Continuous use of warfarin during catheter ablation

AUSTIN, TEXAS. Catheter ablation for atrial fibrillation (AF) is associated with an approximately 1% risk of procedure-related ischemic stroke. The risk arises from the formation of blood clots (thrombi) on catheters and sheaths as well as from the stagnation of blood in the left atrial appendage. It is also possible that char formed on catheters due to overheating may be dislodged and carried to the small arteries in the brain where they, like the above-mentioned thrombi, may cause a stroke.

In order to prevent a procedure-related stroke, prospective ablation patients are placed on warfarin (INR 2.0-3.0) for two months prior to the procedure. Warfarin is usually discontinued a day or two before the ablation and replaced with heparin, which is also infused during the procedure. After a couple of days “bridging” with heparin, warfarin therapy is reintroduced and the patients are maintained on this for 3 to 6 months post-procedure.

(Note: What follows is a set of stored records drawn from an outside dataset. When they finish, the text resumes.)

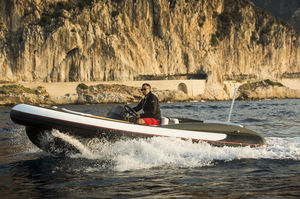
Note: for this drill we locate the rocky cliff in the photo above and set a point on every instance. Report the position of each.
(86, 40)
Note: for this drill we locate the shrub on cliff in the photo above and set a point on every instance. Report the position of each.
(82, 86)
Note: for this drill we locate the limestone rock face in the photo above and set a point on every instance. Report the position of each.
(76, 40)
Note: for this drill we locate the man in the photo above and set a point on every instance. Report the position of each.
(150, 106)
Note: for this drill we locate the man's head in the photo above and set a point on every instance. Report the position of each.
(146, 88)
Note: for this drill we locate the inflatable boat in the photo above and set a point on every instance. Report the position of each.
(39, 120)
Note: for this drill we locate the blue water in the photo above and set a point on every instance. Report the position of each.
(161, 167)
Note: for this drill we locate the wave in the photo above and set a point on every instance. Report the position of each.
(172, 152)
(155, 152)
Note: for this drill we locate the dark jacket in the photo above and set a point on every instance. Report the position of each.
(150, 106)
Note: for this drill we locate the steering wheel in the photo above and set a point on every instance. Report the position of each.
(130, 111)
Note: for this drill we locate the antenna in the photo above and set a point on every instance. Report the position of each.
(232, 103)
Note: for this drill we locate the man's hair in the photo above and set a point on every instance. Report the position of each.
(146, 84)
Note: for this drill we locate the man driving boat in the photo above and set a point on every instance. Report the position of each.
(150, 106)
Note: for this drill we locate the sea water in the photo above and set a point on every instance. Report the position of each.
(161, 167)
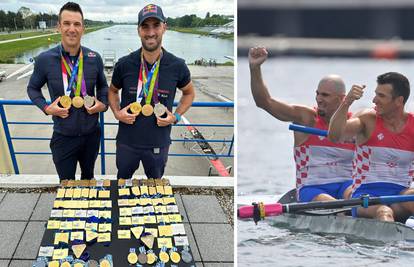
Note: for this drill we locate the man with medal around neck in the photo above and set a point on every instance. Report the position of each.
(148, 78)
(76, 131)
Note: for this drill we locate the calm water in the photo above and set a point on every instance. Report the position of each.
(121, 38)
(265, 163)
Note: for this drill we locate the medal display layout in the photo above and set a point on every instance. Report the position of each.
(115, 223)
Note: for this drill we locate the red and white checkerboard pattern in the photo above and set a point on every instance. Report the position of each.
(360, 165)
(302, 164)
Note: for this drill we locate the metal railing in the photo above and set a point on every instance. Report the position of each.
(103, 153)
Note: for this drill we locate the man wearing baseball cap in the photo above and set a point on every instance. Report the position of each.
(148, 78)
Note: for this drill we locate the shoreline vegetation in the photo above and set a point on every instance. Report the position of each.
(194, 30)
(9, 51)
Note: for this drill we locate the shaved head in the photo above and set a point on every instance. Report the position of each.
(333, 82)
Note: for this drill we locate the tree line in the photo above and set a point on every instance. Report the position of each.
(11, 21)
(192, 21)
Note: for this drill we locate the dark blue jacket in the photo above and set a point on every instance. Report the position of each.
(144, 132)
(47, 69)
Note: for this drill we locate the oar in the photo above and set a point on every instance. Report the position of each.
(259, 211)
(306, 129)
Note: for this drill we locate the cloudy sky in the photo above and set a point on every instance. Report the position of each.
(126, 10)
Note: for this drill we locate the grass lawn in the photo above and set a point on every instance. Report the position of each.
(9, 51)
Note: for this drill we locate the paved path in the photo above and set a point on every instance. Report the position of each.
(23, 218)
(26, 38)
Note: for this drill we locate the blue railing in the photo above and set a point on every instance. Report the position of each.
(103, 153)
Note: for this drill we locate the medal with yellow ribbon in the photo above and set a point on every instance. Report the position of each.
(75, 72)
(149, 80)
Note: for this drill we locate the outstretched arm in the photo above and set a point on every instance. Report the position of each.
(340, 127)
(278, 109)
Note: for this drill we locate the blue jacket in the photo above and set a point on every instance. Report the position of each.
(47, 69)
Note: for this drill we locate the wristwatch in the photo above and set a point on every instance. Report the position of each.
(177, 117)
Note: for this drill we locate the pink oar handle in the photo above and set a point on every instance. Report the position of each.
(270, 210)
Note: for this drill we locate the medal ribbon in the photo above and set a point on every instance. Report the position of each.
(148, 80)
(75, 72)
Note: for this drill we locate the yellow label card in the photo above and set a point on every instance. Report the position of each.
(160, 209)
(164, 242)
(138, 220)
(135, 191)
(163, 218)
(53, 225)
(76, 235)
(152, 231)
(168, 190)
(59, 254)
(61, 237)
(60, 193)
(143, 189)
(91, 226)
(152, 191)
(104, 237)
(124, 234)
(77, 193)
(93, 193)
(123, 202)
(165, 230)
(169, 200)
(150, 219)
(85, 192)
(123, 192)
(125, 221)
(68, 213)
(66, 225)
(105, 214)
(104, 194)
(79, 225)
(125, 212)
(160, 189)
(175, 218)
(105, 227)
(69, 193)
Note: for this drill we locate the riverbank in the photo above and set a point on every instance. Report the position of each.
(201, 32)
(9, 51)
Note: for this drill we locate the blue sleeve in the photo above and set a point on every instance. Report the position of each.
(116, 75)
(36, 82)
(101, 83)
(185, 76)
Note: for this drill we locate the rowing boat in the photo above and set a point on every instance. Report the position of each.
(327, 222)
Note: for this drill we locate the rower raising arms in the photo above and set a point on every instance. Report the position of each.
(323, 168)
(385, 147)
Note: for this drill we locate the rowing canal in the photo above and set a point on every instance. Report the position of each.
(123, 38)
(265, 164)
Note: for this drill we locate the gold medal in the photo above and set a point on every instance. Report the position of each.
(147, 110)
(151, 258)
(159, 110)
(105, 263)
(135, 108)
(132, 258)
(89, 101)
(164, 256)
(77, 102)
(65, 101)
(175, 257)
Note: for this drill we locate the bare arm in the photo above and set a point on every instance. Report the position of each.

A group of electrophysiologists headed by Dr. Andrea Natale now report that discontinuing warfarin immediately before and during the ablation procedure may be a bad idea. Their meta-analysis included 9 studies which compared the standard anticoagulation protocol (DW) in which warfarin is discontinued a day or two prior to the ablation and replaced by heparin which is also infused during the procedure and for a couple of days following with a new protocol (CW) where warfarin therapy (INR between 2.0 and 3.5) is maintained without interruption from 2 months before the procedure to 2 or 3 months after. The patients in both the DW group (21,002 patients) and the CW group (6400 patients) underwent pulmonary vein isolation with additional lesions as required. Intravenous unfractionated heparin was administered to all patients, although with different doses and at different stage of the procedure. Irrigated ablation catheters were used in all but two of the studies, and navigation guidance with an ICE (intracardiac echocardiography) catheter was used in 5 studies.

Overall, procedure-related death was 0.09%. The incidence of procedure-related thromboembolic events (ischemic stroke and TIA) was 16 times higher in the DW group (0.94%) than in the CW group (0.06%). A total of 4 strokes occurred in the CW group. One of these occurred in a patient who had only been on warfarin for 3 days prior to the procedure, while another occurred in a patient whose INR was below 1.8.

Major bleeding requiring medical intervention or blood transfusion occurred among 1.25% of patients in the DW group vs. 0.55% in the CW group. The majority of major bleeding complications was due to cardiac tamponade (fluid build-up in the sac enclosing the heart caused by puncture of the heart wall) which occurred in 0.29% of patients in the CW group and in 1.10% in the DW group. Minor bleeding complications occurred in 4.5% of patients in the CW group and in 18.6% of those in the DW group. This increase in minor bleeding was strongly associated with the use of low-molecular-weight heparin in pre-procedural bridging. A combination of CW and the use of ICE guidance was highly successful in reducing major bleeding complications.

The researchers conclude that continuous warfarin treatment (CW protocol), especially if used in conjunction with ICE imaging, materially reduces stroke/TIA risk and risk of bleeding when compared to the current standard DW protocol, which discontinues warfarin immediately before, during, and immediately following the ablation procedure. They do point out though that the studies involved procedures carried out in highly experienced AF ablation centers. They finish off with the following comment – whether the benefit and safety of CW also extend to low-volume centers merits further investigation.
Santangeli, P, Natale, A, et al. Ablation of atrial fibrillation under therapeutic warfarin reduces periprocedural complications. Circulation: Arrhythmia and Electrophysiology, Vol. 5, 2012, pp. 302-11

Editor’s comment: This highly encouraging study provides convincing evidence that the risk of bleeding complications and stroke/TIA can be very significantly reduced by replacing the current DW protocol involving discontinuation of warfarin with the new CW protocol based on continuous warfarin therapy. However, whether the success of the CW protocol can be reproduced by less experienced EPs remains, at least in my mind, a question. Dr. Natale and colleagues not only have an outstanding success rate, but also an equally remarkable safety record. I would think this plays a large part in the success of the CW approach, which was primarily used by Dr. Natale and colleagues.